La vidéo YouTube ci-dessus diffusée par l’hebdomadaire Nepali Times présente les efforts menés par un des moines pour protéger l’avifaune et préserver le caractère sacré de Lumbini.
La grue demoiselle, la grue cendrée et la grue à cou noir sont des espèces migratrices qui quittent le plateau tibétain, puis traversent l’Himalaya pour hiverner dans les plaines de l’Inde et du Népal. La présente étude porte sur la grue antigone qui est sédentaire.
Comme tout animal sauvage, elle dépend de l’eau des rivières, des lacs et des zones humides pour survivre. Toutefois, cette ressource se raréfie en raison de la surexploitation, de la pollution, des espèces invasives et des conditions météorologiques extrêmes provoquées par le changement climatique.
Selon Hem Katuwal, « lorsque le débit de la rivière diminue en été, les oiseaux migrent vers le sud. L’hiver dernier, plus de 100 grues ont été recensées dans le réservoir de Bajaha. Cette année, l’eau a disparu et seules 27 grues ont été observées ».
Une zone de protection des grues a été créée sur le site de Lumbini en raison du lien spirituel avec Bouddha.
Selon l’étude menée dans la région de Lumbini, qui couvre donc les secteurs de Kapilavastu, Rupandehi et Parasi, les grues nichent plutôt dans les champs, bien qu’inféodées aux zones humides, mais évitent les zones forestières. Cette région est aujourd’hui déclarée Zone importante pour la conservation des oiseaux par l’organisation non gouvernementale BirdLife International.
Les chercheurs s’inquiètent des nombreux projets de développement dans la région de Lumbini et de l’implantation de cimenteries qui pourraient détruire les habitats naturels et accroître les pénuries d’eau.
L’évolution des pratiques agricoles représente une autre menace pour la faune aviaire, et donc pour les populations de grues : les agriculteurs brûlent aujourd’hui leurs résidus agricoles, ce qui réduit les quantités d’insectes déjà affectées par l’utilisation des pesticides. Les lignes électriques sont une autre cause de mortalité : au cours des 12 dernières années, au moins 42 grues ont été tuées après avoir heurté un câble électrique. Les chiens errants et les ramasseurs d’œufs sont également des sources de danger pour cette espèce.
Les grues traversent continuellement la frontière entre le Népal et l’Inde, car leur habitat s’étend de chaque côté. Une campagne de conservation transfrontalière est donc nécessaire pour pouvoir marquer les oiseaux et suivre leurs déplacements.

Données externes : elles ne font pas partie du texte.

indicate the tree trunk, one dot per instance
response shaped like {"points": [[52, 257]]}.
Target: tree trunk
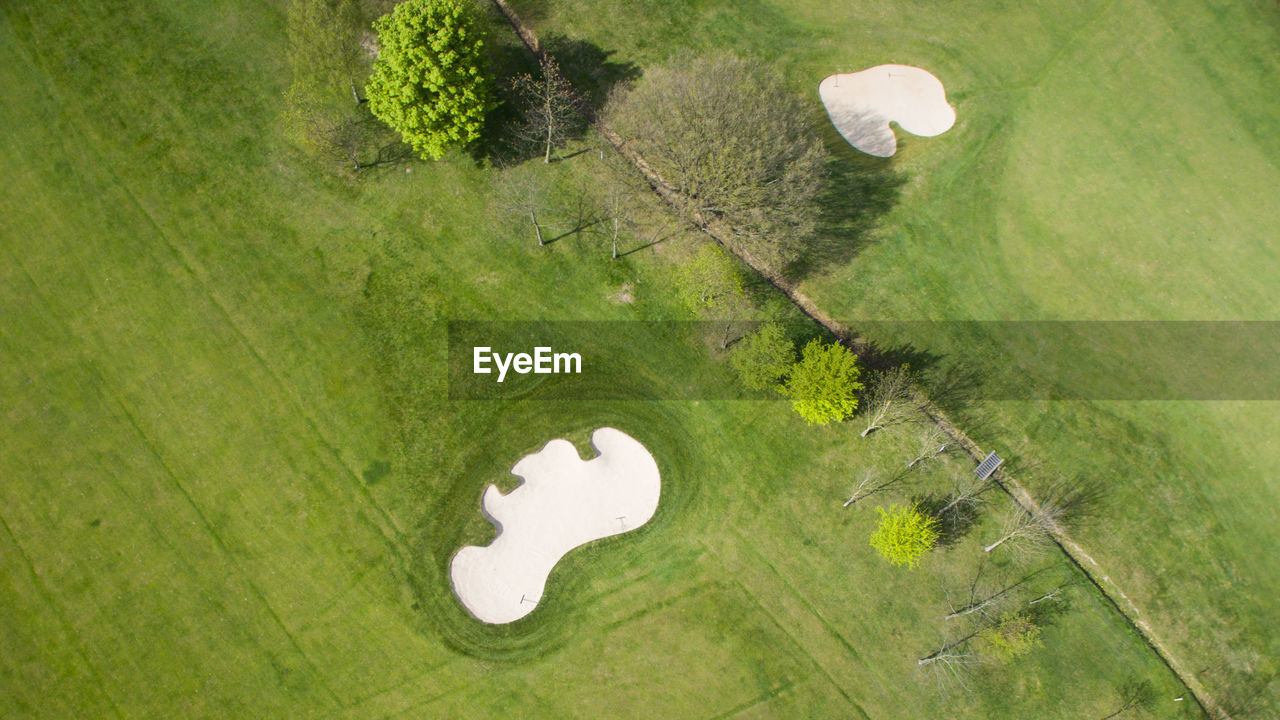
{"points": [[997, 543], [538, 229], [949, 506]]}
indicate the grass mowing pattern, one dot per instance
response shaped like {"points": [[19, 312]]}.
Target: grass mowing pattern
{"points": [[1110, 162]]}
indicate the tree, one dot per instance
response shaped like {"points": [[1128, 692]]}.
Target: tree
{"points": [[888, 401], [551, 108], [823, 384], [521, 192], [986, 600], [1027, 527], [1014, 636], [711, 285], [873, 483], [428, 82], [763, 358], [325, 62], [904, 534], [933, 442], [1134, 695], [734, 142], [967, 490]]}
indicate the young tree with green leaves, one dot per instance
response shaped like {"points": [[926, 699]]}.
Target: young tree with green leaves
{"points": [[823, 384], [763, 358], [429, 81], [711, 286], [1014, 636], [904, 534], [323, 112]]}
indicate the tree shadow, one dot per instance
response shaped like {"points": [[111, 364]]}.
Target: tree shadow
{"points": [[859, 191], [589, 68], [954, 524], [498, 146]]}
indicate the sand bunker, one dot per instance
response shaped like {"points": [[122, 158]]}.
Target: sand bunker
{"points": [[862, 105], [563, 502]]}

L’étude a également examiné comment les grues sont perçues par la population locale. Les résultats sont très positifs puisque la plupart des agriculteurs considèrent cet oiseau comme un signe de bon augure. Aujourd’hui, la région du Teraï qui compte plus de la moitié de la population népalaise accueille un nombre croissant d’habitants des montagnes qui ne partagent peut-être pas le même niveau de vénération pour l’espèce.
Les grues
À l’échelle mondiale, les grues sont considérées comme les plus grands oiseaux volants. La grue antigone peut mesurer jusqu’à deux mètres de hauteur et atteindre une envergure de trois mètres lorsque ses ailes sont déployées. Ses pattes sont roses, tandis que sa tête et son cou sont recouverts de taches rouges. Le reste de son plumage est brun clair.
Pesant de 6 à 12 kg, les grues ont un menu généraliste composé de végétaux, de graines, de racines, d’insectes et de vers. Elles nichent pendant la saison des pluies en construisant un nid près des zones humides et dans les champs où elles trouvent des herbes, des racines et des tiges de roseaux géants.
Pendant la durée d’incubation qui varie de 30 à 32 jours, le mâle et la femelle se relaient sur le nid jusqu’à l’éclosion d’un ou deux œufs en général. Les couples restent ensemble pour la vie et un spécimen en captivité peut vivre 40 ans.
Fidèles à leur partenaire, ces oiseaux symbolisent l’amour et leur arrivée annonce le début de la saison des pluies et de la plantation du riz.